Best for: Simple parallelism in standard algorithms without explicit GPU programming
GPU offload: nvc++ -stdpar=gpu
CPU multicore: nvc++ -stdpar=multicore or use GCC/Clang with TBB
Documentation: NVIDIA C++ Parallel Algorithms
Benchmark: parSTL GitHub

Parallel (Distributed)¶

MPI¶

MPI is a C library.

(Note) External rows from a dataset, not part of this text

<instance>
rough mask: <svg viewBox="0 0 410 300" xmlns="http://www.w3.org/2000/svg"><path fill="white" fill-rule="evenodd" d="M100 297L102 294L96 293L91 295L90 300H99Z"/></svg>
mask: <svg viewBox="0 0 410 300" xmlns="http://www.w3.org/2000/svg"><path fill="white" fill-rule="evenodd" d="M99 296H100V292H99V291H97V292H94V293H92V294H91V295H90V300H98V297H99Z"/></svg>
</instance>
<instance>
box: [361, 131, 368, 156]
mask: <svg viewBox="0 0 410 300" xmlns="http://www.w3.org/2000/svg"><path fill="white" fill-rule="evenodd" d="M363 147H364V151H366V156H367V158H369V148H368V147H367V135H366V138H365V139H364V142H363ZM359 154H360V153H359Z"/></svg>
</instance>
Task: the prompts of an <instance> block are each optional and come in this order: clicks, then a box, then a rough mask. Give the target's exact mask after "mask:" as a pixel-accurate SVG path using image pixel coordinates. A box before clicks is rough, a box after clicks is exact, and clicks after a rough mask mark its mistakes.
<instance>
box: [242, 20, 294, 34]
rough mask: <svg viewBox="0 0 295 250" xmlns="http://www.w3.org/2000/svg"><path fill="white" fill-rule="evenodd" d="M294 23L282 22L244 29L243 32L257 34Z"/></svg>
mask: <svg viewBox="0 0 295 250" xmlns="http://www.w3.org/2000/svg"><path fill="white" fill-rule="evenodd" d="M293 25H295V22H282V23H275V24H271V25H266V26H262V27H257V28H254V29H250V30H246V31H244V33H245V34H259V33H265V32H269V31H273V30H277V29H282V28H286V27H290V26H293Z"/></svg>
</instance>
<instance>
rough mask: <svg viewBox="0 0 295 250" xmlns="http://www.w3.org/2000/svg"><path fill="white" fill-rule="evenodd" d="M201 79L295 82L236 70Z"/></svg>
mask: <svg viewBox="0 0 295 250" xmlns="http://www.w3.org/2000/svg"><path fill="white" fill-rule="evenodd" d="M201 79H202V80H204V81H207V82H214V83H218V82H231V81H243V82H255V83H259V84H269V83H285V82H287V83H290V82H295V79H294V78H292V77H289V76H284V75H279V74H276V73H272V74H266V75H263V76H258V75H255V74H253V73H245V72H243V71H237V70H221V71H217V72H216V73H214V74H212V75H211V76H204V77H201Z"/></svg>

The official C++ bindings were removed in MPI 3.0 (2012), but several third-party libraries provide modern C++ interfaces:

mpl - Header-only C++17 library for idiomatic MPI usage
Boost.MPI - Near one-to-one mapping of MPI-1 with serialization support
B-MPI3 - MPI-3 wrapper emphasizing const-correctness and iterator-based ranges
RWTH-MPI - MPI 4.0 bindings with STL container support and automatic type inference
KaMPIng - Modern C++ bindings with move semantics and memory-safe non-blocking communication
EMPI - Enhanced MPI with RAII support built on Open MPI
Kokkos Comm - MPI support for Kokkos Views
MPI Advance - Lightweight libraries complementing system MPI with newest standard features

For a detailed discussion of design considerations for modern C++ MPI interfaces, see Concepts for Designing Modern C++ Interfaces for MPI.

UPC++¶

UPC++ is a C++ library for Partitioned Global Address Space (PGAS) programming. It provides low-overhead, fine-grained communication including Remote Memory Access (RMA) and Remote Procedure Call (RPC), and interoperates with MPI, OpenMP, and CUDA.

module load contrib upcxx

For GPU memory support, use the upcxx-cuda variant. See the UPC++ documentation and Perlmutter-specific guidance.